As part of IED, patients are sharing their stories online. In one video, Illiya Fakour Rashid, a 13-year-old from Iran, explains how epilepsy has affected his life, and how learning to understand the disease has helped him to think of it as a companion.
“I started to be friends with him,” he said of his condition. “We have many different types of goals in mind, and we’re following our goals. I want to [say] thank you to all the doctors who have helped me in my journey.”
A new effort for this year is the 50 Million Steps challenge, so named for the number of people thought to have the disorder that affects nearly every aspect of their lives. In the run-up to IED, supporters walked to raise epilepsy awareness, improve its visibility, and increase understanding about the disorder. The goal was to have at least 500 people walk 20,000 steps weekly during the campaign to raise funds for care and research.
Participants were encouraged to share their progress on social media using the hashtag #50MillionSteps. A $250 prize is being offered, plus awards for videos of participants and their families and pets.
Again for this year, IED supporters around the world got landmarks to “shine a light on epilepsy” by having them lit in purple, the official color for epilepsy awareness. Last year, those landmarks and structures included the Colosseum in Rome. Tower 42, one of London’s tallest skyscrapers, projected the IED logo.

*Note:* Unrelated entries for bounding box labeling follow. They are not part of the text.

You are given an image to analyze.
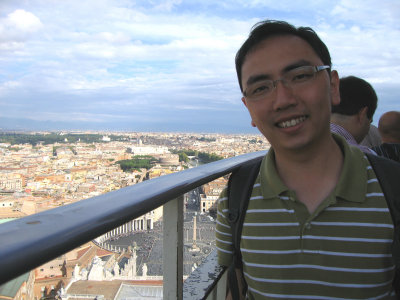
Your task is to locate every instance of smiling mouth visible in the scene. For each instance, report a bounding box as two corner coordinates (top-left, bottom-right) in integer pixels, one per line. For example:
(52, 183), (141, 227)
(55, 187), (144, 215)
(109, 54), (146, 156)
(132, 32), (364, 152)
(277, 116), (307, 128)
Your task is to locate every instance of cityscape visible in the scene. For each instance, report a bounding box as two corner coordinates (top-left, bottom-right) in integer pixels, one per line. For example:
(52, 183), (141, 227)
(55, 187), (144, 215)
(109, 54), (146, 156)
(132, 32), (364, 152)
(0, 132), (269, 299)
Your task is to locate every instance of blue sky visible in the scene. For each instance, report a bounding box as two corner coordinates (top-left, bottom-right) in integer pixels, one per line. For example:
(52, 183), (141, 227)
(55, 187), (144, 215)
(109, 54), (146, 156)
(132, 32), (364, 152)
(0, 0), (400, 133)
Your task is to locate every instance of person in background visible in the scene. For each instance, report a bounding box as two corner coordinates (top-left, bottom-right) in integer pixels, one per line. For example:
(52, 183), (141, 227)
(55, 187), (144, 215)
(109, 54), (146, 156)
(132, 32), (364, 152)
(331, 76), (378, 154)
(372, 111), (400, 162)
(360, 124), (382, 149)
(216, 20), (395, 299)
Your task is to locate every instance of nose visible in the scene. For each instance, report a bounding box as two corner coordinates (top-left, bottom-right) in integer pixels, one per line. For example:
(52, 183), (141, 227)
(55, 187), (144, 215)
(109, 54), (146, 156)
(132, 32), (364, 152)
(273, 80), (297, 110)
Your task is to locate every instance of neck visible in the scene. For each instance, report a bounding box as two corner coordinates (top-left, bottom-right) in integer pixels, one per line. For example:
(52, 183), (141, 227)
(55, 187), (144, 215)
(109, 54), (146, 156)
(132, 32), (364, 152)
(275, 135), (343, 213)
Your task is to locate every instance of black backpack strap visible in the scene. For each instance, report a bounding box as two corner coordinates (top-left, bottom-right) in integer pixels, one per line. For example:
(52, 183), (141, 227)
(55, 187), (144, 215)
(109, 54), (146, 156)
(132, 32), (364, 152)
(367, 154), (400, 299)
(228, 157), (262, 300)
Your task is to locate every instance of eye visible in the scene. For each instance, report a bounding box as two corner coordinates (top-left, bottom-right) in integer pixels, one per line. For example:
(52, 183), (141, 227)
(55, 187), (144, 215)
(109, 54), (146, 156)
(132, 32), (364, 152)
(249, 82), (272, 96)
(291, 72), (313, 82)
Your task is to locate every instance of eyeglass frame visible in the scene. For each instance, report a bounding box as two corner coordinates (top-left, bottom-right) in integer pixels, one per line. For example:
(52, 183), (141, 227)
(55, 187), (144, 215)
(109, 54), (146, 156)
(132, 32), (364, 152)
(242, 65), (331, 102)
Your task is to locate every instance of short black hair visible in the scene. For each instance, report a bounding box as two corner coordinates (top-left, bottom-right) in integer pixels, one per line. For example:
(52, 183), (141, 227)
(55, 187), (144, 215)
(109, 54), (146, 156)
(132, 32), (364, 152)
(332, 76), (378, 120)
(235, 20), (332, 92)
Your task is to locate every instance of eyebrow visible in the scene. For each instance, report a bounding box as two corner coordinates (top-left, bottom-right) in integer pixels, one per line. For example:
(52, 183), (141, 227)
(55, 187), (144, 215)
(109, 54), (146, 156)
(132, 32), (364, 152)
(246, 59), (313, 86)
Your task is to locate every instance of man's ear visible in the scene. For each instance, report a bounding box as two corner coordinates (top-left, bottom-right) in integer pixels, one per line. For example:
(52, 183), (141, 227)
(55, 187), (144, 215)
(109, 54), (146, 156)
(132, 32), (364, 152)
(331, 70), (340, 105)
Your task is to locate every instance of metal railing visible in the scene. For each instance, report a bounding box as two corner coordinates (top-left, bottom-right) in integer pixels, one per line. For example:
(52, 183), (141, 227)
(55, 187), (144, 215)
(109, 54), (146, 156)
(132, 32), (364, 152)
(0, 151), (266, 299)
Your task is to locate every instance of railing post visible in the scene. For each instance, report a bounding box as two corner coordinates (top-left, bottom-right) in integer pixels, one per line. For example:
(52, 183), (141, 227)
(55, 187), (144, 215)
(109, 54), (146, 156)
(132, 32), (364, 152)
(163, 195), (183, 300)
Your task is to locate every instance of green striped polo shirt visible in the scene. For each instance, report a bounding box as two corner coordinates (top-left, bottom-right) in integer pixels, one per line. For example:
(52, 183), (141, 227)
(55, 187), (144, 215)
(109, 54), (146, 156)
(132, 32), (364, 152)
(216, 135), (394, 299)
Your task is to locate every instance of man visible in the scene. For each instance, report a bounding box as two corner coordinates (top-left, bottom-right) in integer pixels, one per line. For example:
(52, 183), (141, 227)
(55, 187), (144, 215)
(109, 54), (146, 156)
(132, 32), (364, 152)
(373, 111), (400, 162)
(360, 124), (382, 148)
(216, 21), (394, 299)
(331, 76), (378, 153)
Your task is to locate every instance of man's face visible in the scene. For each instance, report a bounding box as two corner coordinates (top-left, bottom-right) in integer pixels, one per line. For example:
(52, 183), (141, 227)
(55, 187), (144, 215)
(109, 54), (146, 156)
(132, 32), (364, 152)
(241, 35), (340, 152)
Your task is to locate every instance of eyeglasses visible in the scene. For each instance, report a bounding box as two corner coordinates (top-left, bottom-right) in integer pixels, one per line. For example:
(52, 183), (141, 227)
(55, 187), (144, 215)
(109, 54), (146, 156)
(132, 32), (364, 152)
(243, 66), (330, 101)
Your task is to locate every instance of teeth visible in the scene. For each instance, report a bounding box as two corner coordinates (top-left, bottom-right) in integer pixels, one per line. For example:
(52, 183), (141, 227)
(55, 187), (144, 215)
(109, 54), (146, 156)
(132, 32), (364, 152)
(278, 116), (306, 128)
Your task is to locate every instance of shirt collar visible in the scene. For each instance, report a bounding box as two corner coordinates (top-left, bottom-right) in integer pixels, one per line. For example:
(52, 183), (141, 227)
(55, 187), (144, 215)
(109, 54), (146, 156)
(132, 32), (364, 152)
(260, 134), (368, 202)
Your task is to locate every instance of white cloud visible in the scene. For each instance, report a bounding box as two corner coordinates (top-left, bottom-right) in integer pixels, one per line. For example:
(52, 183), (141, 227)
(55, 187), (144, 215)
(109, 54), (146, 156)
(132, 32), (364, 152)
(0, 9), (43, 41)
(0, 0), (400, 131)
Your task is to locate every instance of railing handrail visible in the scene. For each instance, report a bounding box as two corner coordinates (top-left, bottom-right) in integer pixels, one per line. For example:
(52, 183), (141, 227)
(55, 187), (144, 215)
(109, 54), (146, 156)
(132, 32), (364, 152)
(0, 151), (266, 284)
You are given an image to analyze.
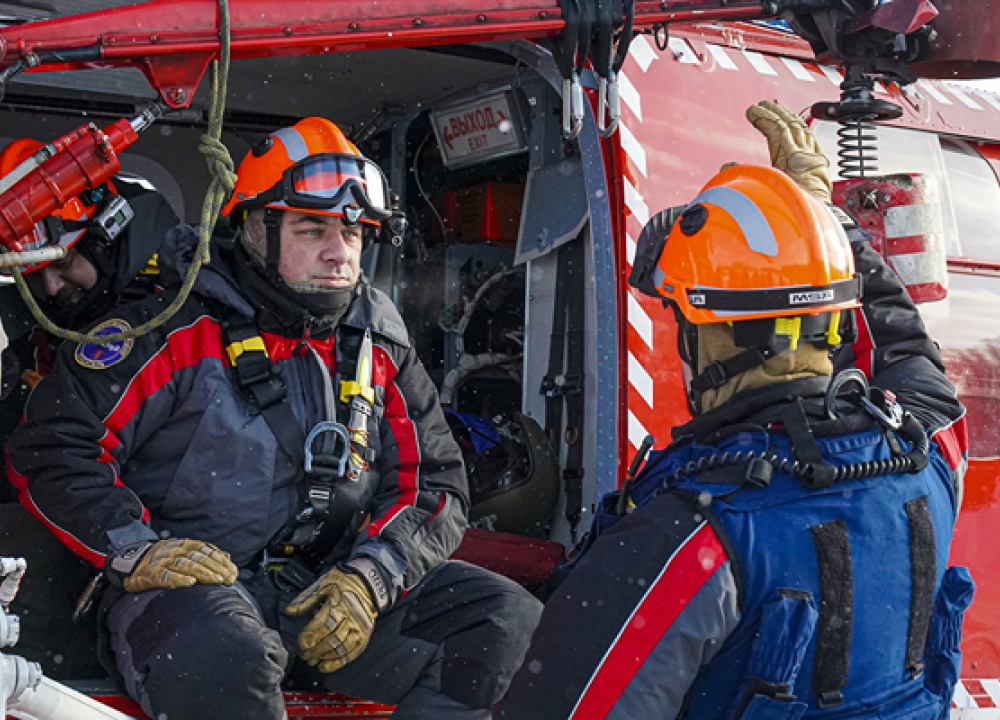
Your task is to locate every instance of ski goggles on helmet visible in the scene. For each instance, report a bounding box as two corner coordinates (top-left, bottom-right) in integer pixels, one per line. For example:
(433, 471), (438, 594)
(245, 153), (392, 224)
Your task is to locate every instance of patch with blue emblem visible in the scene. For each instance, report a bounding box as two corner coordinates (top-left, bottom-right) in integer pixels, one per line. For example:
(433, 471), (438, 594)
(76, 320), (135, 370)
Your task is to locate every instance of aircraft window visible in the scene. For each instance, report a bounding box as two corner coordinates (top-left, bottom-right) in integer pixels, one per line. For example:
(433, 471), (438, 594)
(941, 138), (1000, 260)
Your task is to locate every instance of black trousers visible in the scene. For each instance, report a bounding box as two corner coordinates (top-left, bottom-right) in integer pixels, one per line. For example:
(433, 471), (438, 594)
(107, 562), (541, 720)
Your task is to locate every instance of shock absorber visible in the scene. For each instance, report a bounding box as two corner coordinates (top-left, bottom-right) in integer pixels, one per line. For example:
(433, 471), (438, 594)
(812, 64), (903, 179)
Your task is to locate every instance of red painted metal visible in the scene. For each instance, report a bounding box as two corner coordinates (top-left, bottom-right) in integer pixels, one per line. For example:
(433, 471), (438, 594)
(948, 257), (1000, 278)
(833, 174), (948, 303)
(913, 0), (1000, 80)
(0, 0), (761, 108)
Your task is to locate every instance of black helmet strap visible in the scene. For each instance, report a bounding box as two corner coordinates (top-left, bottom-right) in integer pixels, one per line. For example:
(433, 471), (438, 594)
(264, 208), (283, 272)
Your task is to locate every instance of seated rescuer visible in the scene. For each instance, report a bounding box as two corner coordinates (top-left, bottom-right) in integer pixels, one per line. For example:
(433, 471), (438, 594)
(498, 103), (972, 720)
(3, 118), (541, 720)
(0, 139), (179, 679)
(0, 138), (180, 490)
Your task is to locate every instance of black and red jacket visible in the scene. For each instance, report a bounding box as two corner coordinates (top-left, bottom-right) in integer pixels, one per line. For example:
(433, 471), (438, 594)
(8, 227), (469, 608)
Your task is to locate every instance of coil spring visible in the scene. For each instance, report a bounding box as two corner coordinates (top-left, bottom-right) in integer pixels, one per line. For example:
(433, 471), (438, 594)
(837, 118), (878, 179)
(663, 448), (919, 489)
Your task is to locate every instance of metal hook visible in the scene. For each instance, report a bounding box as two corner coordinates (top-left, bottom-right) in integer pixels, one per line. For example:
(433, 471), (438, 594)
(305, 420), (351, 477)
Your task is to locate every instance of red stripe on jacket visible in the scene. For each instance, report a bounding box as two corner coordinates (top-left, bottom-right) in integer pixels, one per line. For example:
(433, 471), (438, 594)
(104, 315), (226, 433)
(5, 450), (107, 568)
(368, 345), (420, 537)
(570, 522), (727, 720)
(851, 308), (875, 380)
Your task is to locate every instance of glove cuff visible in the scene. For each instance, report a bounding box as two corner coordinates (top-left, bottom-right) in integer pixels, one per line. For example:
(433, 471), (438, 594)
(104, 540), (156, 587)
(340, 556), (392, 615)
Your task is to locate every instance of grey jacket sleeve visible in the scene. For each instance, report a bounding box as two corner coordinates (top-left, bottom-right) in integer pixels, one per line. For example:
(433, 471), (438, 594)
(347, 347), (469, 603)
(834, 230), (968, 495)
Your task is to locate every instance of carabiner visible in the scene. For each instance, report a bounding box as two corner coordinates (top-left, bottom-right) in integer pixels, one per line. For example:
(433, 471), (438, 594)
(305, 420), (351, 478)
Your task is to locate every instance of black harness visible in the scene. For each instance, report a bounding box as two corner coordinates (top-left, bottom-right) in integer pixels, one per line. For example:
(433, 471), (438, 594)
(223, 310), (384, 571)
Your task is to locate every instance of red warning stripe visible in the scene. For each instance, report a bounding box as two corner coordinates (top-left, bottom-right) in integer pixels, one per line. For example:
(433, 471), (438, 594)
(570, 522), (727, 720)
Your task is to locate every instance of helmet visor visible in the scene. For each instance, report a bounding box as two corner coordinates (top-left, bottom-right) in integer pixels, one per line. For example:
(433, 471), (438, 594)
(282, 153), (392, 221)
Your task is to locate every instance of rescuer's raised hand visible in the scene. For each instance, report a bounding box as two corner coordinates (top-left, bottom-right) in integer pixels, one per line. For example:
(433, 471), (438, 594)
(285, 568), (378, 673)
(747, 100), (833, 205)
(105, 538), (239, 593)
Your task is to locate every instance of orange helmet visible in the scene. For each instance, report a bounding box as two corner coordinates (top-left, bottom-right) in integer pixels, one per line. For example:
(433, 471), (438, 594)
(654, 165), (861, 324)
(222, 117), (392, 225)
(0, 138), (97, 275)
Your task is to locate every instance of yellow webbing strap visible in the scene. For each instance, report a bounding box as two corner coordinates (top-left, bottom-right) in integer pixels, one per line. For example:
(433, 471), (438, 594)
(226, 335), (267, 366)
(340, 380), (375, 405)
(774, 317), (802, 350)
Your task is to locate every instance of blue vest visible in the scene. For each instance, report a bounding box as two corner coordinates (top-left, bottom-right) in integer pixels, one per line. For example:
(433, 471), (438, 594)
(612, 425), (972, 720)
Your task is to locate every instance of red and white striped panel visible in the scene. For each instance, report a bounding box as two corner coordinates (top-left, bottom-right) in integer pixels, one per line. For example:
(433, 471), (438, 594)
(618, 35), (1000, 456)
(951, 679), (1000, 720)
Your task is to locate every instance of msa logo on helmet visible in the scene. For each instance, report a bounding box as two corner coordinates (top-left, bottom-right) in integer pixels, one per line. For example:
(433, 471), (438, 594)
(788, 290), (834, 305)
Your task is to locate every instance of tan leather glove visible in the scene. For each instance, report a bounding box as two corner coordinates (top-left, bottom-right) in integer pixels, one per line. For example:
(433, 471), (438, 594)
(285, 568), (378, 673)
(747, 100), (833, 205)
(118, 538), (239, 592)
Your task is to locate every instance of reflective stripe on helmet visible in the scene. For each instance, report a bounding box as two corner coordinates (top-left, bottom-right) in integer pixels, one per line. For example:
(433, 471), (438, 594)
(691, 187), (778, 257)
(271, 127), (309, 162)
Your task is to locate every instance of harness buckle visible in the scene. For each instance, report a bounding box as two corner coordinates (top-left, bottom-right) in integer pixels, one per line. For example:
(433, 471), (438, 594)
(861, 391), (906, 430)
(305, 420), (351, 478)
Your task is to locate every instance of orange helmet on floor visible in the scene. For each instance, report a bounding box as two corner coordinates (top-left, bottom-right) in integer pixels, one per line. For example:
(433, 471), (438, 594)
(0, 138), (97, 275)
(222, 117), (392, 225)
(654, 165), (861, 324)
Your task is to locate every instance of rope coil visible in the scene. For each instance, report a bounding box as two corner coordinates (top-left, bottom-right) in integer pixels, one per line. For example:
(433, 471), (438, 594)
(13, 0), (236, 345)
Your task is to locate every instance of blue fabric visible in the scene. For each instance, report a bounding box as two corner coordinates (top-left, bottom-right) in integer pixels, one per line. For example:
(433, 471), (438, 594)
(589, 428), (971, 720)
(444, 410), (500, 453)
(924, 567), (975, 717)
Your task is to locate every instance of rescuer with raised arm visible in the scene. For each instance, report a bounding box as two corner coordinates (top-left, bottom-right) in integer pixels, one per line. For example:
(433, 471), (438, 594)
(497, 102), (973, 720)
(10, 118), (541, 720)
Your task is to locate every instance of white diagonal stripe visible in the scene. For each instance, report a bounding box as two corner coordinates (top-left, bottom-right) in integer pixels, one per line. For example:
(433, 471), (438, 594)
(667, 37), (699, 65)
(952, 680), (979, 708)
(628, 410), (649, 449)
(920, 82), (952, 105)
(622, 177), (649, 227)
(618, 72), (642, 121)
(628, 35), (659, 72)
(819, 65), (844, 87)
(628, 292), (653, 350)
(628, 353), (653, 407)
(976, 93), (1000, 111)
(948, 85), (983, 110)
(781, 57), (816, 82)
(743, 50), (778, 75)
(705, 43), (740, 70)
(618, 123), (648, 175)
(569, 520), (707, 720)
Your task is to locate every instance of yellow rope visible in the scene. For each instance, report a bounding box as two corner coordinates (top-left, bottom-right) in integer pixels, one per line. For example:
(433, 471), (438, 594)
(13, 0), (236, 345)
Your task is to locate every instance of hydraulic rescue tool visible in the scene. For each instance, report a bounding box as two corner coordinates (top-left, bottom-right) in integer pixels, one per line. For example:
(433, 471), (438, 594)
(0, 105), (163, 252)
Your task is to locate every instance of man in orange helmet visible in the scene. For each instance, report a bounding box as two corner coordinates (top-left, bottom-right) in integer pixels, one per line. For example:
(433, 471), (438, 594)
(498, 102), (972, 720)
(10, 118), (541, 720)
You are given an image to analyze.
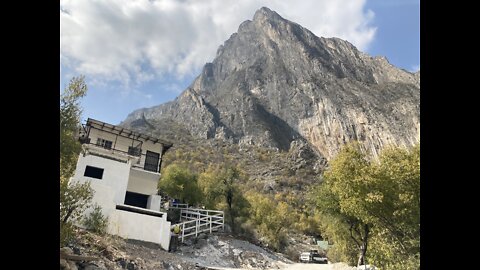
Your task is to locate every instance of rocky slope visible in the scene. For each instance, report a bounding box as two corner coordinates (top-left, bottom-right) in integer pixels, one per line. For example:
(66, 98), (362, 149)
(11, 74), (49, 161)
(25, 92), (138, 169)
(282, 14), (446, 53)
(122, 8), (420, 159)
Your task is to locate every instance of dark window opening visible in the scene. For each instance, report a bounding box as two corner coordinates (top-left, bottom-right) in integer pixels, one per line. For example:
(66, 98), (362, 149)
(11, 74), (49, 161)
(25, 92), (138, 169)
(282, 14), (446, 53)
(115, 205), (163, 217)
(83, 166), (103, 179)
(143, 150), (160, 172)
(128, 146), (142, 157)
(124, 191), (148, 208)
(97, 138), (112, 149)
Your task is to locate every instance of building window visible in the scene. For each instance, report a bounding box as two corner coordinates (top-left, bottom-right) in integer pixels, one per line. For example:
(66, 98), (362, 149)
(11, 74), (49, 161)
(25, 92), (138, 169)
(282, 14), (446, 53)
(97, 138), (112, 149)
(128, 146), (142, 157)
(124, 191), (148, 208)
(83, 166), (103, 179)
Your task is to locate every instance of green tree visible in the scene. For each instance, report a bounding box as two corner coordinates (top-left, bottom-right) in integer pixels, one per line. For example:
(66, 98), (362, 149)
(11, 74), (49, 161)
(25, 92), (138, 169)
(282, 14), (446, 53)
(60, 76), (88, 178)
(314, 143), (420, 269)
(368, 145), (420, 269)
(158, 163), (203, 205)
(246, 191), (296, 251)
(198, 165), (248, 233)
(60, 76), (93, 246)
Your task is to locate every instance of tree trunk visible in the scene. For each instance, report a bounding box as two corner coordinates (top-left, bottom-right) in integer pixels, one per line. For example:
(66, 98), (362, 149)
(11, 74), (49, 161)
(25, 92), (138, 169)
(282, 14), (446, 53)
(226, 191), (235, 233)
(357, 224), (370, 266)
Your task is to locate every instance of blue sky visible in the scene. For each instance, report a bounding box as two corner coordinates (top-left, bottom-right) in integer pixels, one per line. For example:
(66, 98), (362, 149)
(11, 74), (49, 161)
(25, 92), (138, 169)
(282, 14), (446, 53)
(60, 0), (420, 124)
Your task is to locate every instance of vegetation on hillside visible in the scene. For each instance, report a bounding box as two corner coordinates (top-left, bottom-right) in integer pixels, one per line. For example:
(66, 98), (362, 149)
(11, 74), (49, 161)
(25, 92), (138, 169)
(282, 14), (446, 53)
(60, 76), (93, 246)
(312, 143), (420, 269)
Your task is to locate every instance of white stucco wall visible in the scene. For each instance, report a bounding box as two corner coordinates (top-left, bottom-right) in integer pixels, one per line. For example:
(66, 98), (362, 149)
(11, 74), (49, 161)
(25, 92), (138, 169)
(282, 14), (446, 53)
(147, 195), (162, 211)
(74, 155), (130, 204)
(71, 151), (171, 250)
(89, 128), (163, 158)
(127, 168), (160, 195)
(108, 210), (171, 250)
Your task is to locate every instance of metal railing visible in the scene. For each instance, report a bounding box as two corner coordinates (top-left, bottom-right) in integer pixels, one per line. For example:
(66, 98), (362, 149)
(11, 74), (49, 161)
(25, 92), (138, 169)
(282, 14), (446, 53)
(172, 208), (225, 243)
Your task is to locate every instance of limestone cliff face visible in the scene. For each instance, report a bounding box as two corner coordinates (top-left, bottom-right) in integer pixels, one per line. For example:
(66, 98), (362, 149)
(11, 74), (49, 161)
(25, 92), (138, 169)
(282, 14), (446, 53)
(123, 8), (420, 159)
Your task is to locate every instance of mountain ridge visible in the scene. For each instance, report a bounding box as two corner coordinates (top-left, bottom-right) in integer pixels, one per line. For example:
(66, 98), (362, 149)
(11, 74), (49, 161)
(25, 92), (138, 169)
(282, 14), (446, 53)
(122, 7), (420, 159)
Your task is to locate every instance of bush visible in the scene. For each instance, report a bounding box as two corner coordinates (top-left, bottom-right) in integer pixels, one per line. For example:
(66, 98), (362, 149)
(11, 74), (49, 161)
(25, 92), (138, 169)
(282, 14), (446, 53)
(83, 204), (108, 235)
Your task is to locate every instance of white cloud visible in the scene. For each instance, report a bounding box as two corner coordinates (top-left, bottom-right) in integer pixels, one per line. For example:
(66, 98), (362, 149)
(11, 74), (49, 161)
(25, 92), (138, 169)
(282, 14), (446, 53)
(60, 0), (375, 86)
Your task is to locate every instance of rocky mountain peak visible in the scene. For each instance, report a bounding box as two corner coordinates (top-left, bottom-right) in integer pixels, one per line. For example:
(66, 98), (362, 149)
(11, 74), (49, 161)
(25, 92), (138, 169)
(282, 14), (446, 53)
(253, 7), (284, 22)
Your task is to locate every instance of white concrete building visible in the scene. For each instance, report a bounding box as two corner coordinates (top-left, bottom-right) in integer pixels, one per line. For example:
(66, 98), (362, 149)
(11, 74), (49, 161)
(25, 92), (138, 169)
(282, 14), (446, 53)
(72, 118), (172, 250)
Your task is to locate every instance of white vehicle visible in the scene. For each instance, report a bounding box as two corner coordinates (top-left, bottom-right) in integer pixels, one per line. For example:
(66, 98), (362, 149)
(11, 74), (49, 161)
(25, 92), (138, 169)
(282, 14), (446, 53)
(300, 250), (328, 263)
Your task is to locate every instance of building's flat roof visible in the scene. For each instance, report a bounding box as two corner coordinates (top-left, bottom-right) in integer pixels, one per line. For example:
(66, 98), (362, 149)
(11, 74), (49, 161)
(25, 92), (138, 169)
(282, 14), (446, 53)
(87, 118), (173, 148)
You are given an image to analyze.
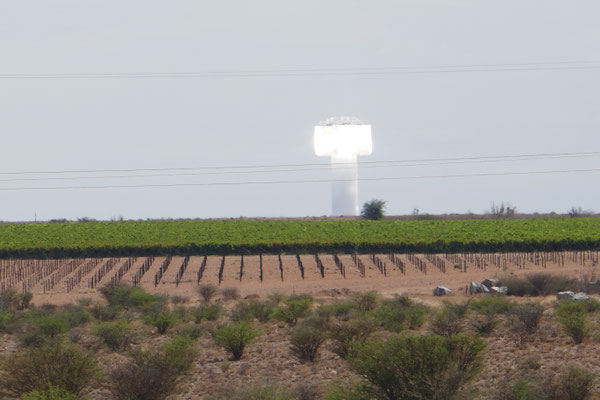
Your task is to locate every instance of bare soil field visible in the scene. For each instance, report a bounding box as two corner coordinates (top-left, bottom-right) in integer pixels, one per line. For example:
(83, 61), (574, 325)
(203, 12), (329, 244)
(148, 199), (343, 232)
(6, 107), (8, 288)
(0, 252), (600, 400)
(0, 251), (599, 304)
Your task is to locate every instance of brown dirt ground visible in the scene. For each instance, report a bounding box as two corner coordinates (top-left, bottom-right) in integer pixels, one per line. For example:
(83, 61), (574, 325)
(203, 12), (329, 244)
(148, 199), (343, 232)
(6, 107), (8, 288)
(0, 253), (600, 400)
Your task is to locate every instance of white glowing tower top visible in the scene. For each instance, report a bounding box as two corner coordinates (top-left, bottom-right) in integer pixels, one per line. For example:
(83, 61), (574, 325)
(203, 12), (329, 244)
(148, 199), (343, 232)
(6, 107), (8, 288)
(314, 117), (373, 216)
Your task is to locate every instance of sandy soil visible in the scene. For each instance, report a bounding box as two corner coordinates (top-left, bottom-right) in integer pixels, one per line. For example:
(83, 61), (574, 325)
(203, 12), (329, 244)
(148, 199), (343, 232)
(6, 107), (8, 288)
(0, 252), (598, 304)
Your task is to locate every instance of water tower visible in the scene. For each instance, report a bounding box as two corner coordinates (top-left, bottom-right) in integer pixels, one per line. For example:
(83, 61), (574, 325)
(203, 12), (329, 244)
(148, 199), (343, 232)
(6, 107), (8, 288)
(314, 117), (373, 216)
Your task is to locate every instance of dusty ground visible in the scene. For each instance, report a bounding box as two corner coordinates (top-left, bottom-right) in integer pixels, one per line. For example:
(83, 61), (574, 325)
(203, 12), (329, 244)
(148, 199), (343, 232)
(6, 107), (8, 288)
(0, 252), (600, 399)
(0, 252), (598, 304)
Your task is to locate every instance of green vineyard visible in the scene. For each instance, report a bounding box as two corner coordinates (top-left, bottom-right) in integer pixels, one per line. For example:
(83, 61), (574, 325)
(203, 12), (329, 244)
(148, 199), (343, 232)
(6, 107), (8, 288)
(0, 218), (600, 258)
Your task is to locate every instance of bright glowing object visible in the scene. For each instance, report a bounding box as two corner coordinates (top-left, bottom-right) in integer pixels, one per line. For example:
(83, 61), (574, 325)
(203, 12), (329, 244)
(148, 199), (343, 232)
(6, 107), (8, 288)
(314, 117), (373, 216)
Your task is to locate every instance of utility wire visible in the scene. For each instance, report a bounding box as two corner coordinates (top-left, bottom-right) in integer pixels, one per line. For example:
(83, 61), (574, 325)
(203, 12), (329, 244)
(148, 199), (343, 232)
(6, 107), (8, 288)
(0, 168), (600, 191)
(0, 154), (600, 182)
(0, 61), (600, 79)
(0, 151), (600, 176)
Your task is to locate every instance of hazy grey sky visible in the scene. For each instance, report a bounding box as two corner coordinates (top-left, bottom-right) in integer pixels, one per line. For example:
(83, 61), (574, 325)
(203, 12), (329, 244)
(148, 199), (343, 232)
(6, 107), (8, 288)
(0, 0), (600, 220)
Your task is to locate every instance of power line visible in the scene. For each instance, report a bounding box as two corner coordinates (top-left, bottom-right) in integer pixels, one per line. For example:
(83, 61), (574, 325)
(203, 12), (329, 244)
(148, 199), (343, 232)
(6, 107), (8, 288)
(0, 151), (600, 176)
(0, 168), (600, 191)
(0, 152), (600, 182)
(0, 61), (600, 79)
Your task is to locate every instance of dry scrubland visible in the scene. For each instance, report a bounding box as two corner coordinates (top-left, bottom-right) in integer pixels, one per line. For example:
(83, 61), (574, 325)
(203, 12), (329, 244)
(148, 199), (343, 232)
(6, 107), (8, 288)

A number of resources are also available, including social media images, posters, promotional cards, educational information, and graphics for Facebook and Twitter.
Planned global events include a seminar in Croatia, a forum in Malaysia, observances in Iran, and school activities in Cameroon.
“This is a powerful opportunity to highlight the problems faced by people affected by epilepsy, their families and carers, in every region of the world,” Epilepsy Alliance America states on a webpage about the event.
Meanwhile, SAP Awareness Week, organized by the Seizure Action Plan Coalition, features a social media campaign and new website aimed at getting more people to establish a seizure rescue plan for emergencies. The coalition is a collaboration of the Dravet Syndrome Foundation, the Lennox-Gastaut Syndrome Foundation, and the Tuberous Sclerosis Alliance.
“About one-third of people with epilepsy will eventually develop refractory epilepsy or drug-resistant epilepsy, making a seizure action plan an important management tool, so this new awareness week is critical for educating the epilepsy community about this important issue,” said Mary Anne Meskis, executive director of the Dravet Syndrome Foundation, in a press release.
A 2017 study found that 30% of adult patients and 45% of pediatric patients have a seizure action plan.